The aim of the study was to apply the real-time PCR method with the intercalating dye SYBR Green 11 for the detection of genes of Bacillus anthracis located on plasmids pXO1 and pXO2 and the specific chromosomal rpoB sequence. The research was conducted on one vaccinal and four field strains of Bacillus anthracis. The assessment of the specificity of the tests involved isolates of other species of the genus Bacillus as well as strains of six other species of microorganisms. The studies were conducted with the PCR QuantiTect kit (Qiagen) and primers specific for the gene pag coding PA protein, gene cap coding capsule, and primers for the amplification of the specific chromosomal sequence. PCR enabled the detection of all genes under examination by the observation of amplification curves. The specificity of real-time PCR was confirmed by estimating melting temperatures of PCR products. It was shown that the melting temperatures of amplicons obtained in the reaction were 78 degrees C, 79 degrees C and 76 degrees C in cases of detecting the chromosomal rpoB sequence, pag gene, and cap-C gene, respectively. The sensitivity and linearity of the reactions were determined using a regression coefficient. A high regression coefficient of 0.99 was demonstrated for all the reactions. The real-time tests were highly sensitive and specific.

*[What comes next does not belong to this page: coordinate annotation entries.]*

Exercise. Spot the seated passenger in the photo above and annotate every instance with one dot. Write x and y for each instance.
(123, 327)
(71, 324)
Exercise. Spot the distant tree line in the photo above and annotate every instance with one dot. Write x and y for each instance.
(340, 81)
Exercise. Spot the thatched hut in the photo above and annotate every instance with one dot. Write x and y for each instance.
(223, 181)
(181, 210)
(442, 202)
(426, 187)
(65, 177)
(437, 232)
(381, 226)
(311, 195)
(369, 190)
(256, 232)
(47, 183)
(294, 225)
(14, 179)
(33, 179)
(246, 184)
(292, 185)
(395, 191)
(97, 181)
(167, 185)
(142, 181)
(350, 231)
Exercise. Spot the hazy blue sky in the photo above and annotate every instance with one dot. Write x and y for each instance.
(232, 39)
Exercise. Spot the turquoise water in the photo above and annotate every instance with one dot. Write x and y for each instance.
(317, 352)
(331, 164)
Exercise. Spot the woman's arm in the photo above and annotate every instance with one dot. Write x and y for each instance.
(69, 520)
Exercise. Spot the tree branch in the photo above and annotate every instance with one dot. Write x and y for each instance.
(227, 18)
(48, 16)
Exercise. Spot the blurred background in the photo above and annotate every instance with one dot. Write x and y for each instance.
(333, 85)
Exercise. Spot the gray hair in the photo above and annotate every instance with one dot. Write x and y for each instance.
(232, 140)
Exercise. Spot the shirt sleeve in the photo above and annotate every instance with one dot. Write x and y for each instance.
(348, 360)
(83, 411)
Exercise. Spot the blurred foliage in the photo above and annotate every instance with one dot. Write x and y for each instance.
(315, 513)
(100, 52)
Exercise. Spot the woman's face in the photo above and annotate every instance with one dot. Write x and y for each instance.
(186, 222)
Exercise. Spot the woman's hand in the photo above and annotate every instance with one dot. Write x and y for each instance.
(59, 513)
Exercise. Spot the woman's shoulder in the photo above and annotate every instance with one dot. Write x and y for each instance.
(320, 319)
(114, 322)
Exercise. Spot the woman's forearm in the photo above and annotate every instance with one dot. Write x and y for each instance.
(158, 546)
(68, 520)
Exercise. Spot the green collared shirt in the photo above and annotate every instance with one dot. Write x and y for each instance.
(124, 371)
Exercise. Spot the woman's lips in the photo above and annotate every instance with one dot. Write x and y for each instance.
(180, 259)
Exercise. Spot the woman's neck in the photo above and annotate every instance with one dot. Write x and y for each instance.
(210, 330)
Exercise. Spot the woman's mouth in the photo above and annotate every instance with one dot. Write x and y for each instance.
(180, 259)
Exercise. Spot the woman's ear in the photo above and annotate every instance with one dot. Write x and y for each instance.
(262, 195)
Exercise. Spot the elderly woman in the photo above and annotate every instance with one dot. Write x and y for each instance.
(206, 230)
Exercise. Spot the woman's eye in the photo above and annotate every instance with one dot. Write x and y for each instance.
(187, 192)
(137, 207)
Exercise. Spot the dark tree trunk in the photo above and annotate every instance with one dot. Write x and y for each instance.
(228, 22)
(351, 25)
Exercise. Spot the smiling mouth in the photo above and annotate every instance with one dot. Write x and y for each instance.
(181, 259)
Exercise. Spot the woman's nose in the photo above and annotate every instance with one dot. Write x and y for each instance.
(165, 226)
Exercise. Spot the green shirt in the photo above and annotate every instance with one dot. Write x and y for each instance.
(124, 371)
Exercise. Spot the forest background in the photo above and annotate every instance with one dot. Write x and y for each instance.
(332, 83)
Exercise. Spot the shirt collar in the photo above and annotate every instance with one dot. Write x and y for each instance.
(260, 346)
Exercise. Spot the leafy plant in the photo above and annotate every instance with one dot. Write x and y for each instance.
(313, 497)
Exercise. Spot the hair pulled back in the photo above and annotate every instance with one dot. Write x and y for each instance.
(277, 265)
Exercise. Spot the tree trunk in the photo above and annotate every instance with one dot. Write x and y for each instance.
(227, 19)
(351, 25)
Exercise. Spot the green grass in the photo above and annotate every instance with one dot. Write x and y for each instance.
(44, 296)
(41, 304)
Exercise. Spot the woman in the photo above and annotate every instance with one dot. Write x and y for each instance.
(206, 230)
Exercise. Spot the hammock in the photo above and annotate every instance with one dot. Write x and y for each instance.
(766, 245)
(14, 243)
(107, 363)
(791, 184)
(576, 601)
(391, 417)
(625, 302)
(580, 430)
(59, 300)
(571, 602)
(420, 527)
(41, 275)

机译:该研究的目的是将实时荧光定量PCR方法与嵌入染料SYBR Green 11一起用于检测质粒pXO1和pXO2上的炭疽芽孢杆菌基因以及特定的染色体rpoB序列。该研究针对炭疽芽孢杆菌的一株疫苗和四株田间菌株进行。对测试特异性的评估涉及芽孢杆菌属其他物种的分离株,以及其他六种微生物的菌株。研究使用PCR QuantiTect试剂盒(Qiagen)和特异于编码PA蛋白的基因pag的引物,基因帽编码胶囊以及用于扩增特定染色体序列的引物进行。通过观察扩增曲线,PCR可以检测所有受检基因。通过估计PCR产物的解链温度来证实实时PCR的特异性。结果表明,在检测染色体rpoB序列,pag基因和cap-C基因的情况下,反应中获得的扩增子的解链温度分别为78℃,79℃和76℃。使用回归系数确定反应的灵敏度和线性。对于所有反应,均显示出0.99的高回归系数。实时测试是高度敏感和特定的。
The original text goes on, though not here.